The High Court found that the proposed work went beyond "rebuilding or renewal" and that the right of entry could not therefore be used. The building owner appealed.

The Court of Appeal has overturned the High Court's decision.

The right of entry was reserved in a transfer in 1993. The court ruled that it must have been contemplated that the situation of the existing land and buildings would not remain the same for ever, and that there would be possible changes in the character of the area and of the buildings that might be put on the property. The right was reserved in favour of "the property", as defined in the transfer. The court held that this was not confined to existing structures at the time of the transfer but extended to the land on which those structures stood. "Rebuilding or renewal to the property" had to be read in that context.
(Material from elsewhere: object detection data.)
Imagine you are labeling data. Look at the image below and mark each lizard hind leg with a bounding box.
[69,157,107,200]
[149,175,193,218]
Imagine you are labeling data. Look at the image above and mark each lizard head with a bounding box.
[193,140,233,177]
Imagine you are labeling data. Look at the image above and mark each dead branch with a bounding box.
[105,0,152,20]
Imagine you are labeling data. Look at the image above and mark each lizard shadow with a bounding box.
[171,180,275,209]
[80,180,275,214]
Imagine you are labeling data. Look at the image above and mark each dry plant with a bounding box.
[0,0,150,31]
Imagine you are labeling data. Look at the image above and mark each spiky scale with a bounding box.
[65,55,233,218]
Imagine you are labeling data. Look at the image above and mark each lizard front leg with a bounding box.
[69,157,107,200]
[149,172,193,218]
The court did agree however with the High Court judge that comparisons with the use of the words "rebuilding" or "renewal" in planning legislation or leasehold covenants were unhelpful. It did not follow that because those terms might have a restricted meaning in those contexts, they should bear a similarly restricted meaning in a right of entry.
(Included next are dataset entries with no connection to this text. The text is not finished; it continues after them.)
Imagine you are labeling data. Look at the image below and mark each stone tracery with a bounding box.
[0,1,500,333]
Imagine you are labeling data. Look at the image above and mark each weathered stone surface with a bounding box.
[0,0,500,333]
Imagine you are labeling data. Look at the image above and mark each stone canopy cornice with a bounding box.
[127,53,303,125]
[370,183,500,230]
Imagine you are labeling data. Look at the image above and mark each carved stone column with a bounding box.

The Court of Appeal decided that "rebuilding" must be capable of bearing a broader and more flexible meaning than that favoured by the High Court. It included pulling down the existing buildings on the property and (i) putting up no new buildings in their place; (ii) putting up buildings similar to the demolished buildings; and (iii) putting up different buildings in the place of the demolished buildings. It would make no sense for example if the right could be exercised in order to erect similar buildings, but not to demolish the existing buildings without putting up anything in their place (which would arguably be less intrusive to the adjoining landowner). A literal construction of the right of entry produced consequences that were not sensible and were unlikely to have been within the reasonable contemplation of the parties at the time of the creation of the right.

The Court of Appeal also pointed out that the narrower construction favoured by the adjoining owner would introduce a significant element of uncertainty into the right of entry, since the exercise of the right would depend on whether or not the proposed buildings were similar to the existing buildings. While the High Court's conclusion was one possible construction of the easement, it was not the only possible construction and produced consequences that, in the Court of Appeal's view, would have surprised the parties if they had been drawn to their attention at the time the right was created. Some flexibility of meaning and certainty of operation was necessary to make the right work in a sensible way.

The court added that, in case its view on the meaning of "rebuilding" was wrong, it thought that the developer's proposals would have been covered by "renewal"; entitling it to exercise its right of entry on that ground. It thought that the effect of the drafting was that "renewal" bore a wider meaning than "rebuilding".

Things to consider

The Court of Appeal's decision will be helpful to developers who need access to neighbouring properties for the purposes of their development and who are trying to bring this within the scope of existing easements. Those drafting easements should ensure that, if rights are intended to be restricted, this is done expressly.